Mass Extinction Estimation

Estimating Mass Extinctions from Phylogenies with Fossil and Extant Taxa

Andrew Magee and Sebastian Höhna

Last modified on March 11, 2022


This tutorial describes how to infer mass extinctions using an episodic fossilized birth-death model in RevBayes. The episodic birth-death model is a process where diversification rates vary episodically through time and are modeled as piecewise-constant rates (Stadler 2011; Höhna 2015). Your goal is to estimate whether or not there was a mass extinction using Markov chain Monte Carlo (MCMC).

This tutorial builds on the time-varying birth-death model in the Episodic Diversification Rate Estimation tutorial, where the theory of the underlying time-varying diversification model is covered. This model allows the incorporation of fossils in the phylogeny, so the Combined-Evidence Analysis and the Fossilized Birth-Death Process for Analysis of Extant Taxa and Fossil Specimens tutorial may also be of interest.

Episodic Diversification Rate Models with Mass Extinctions

The basic idea behind the model is that speciation, extinction, and fossilization rates are constant within time intervals but can be different between time intervals. At these time points, the model allows for the possibility of a mass extinction, where every lineage dies instantaneously with some probability $M_i$. This instantaneous model of mass extinctions allows us to codify the fact that mass extinctions should lead to very large proportions of lineages dying off relatively quickly.

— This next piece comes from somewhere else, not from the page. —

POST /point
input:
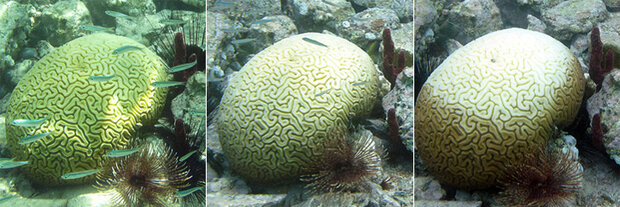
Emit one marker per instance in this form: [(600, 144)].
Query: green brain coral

It is important to account for variation in the per-lineage rates of speciation, extinction, and fossilization so that diversificaton-rate shifts are not misinterpreted as mass extinctions. To do this, we will use a Horseshoe Markov random field model (see the Episodic Diversification Rate Estimation for more specifics). An overview of the underlying theory of the specific model and implementation is given in (Magee and Höhna 2021).

Two trees simulated under two scenarios of birth-death models. Tree (A) on the left was simulated without a mass extinction, while tree (B) on the right experienced as mass extinction at the dashed line. Both trees contain sampled ancestors as well, but these have been omitted for clarity.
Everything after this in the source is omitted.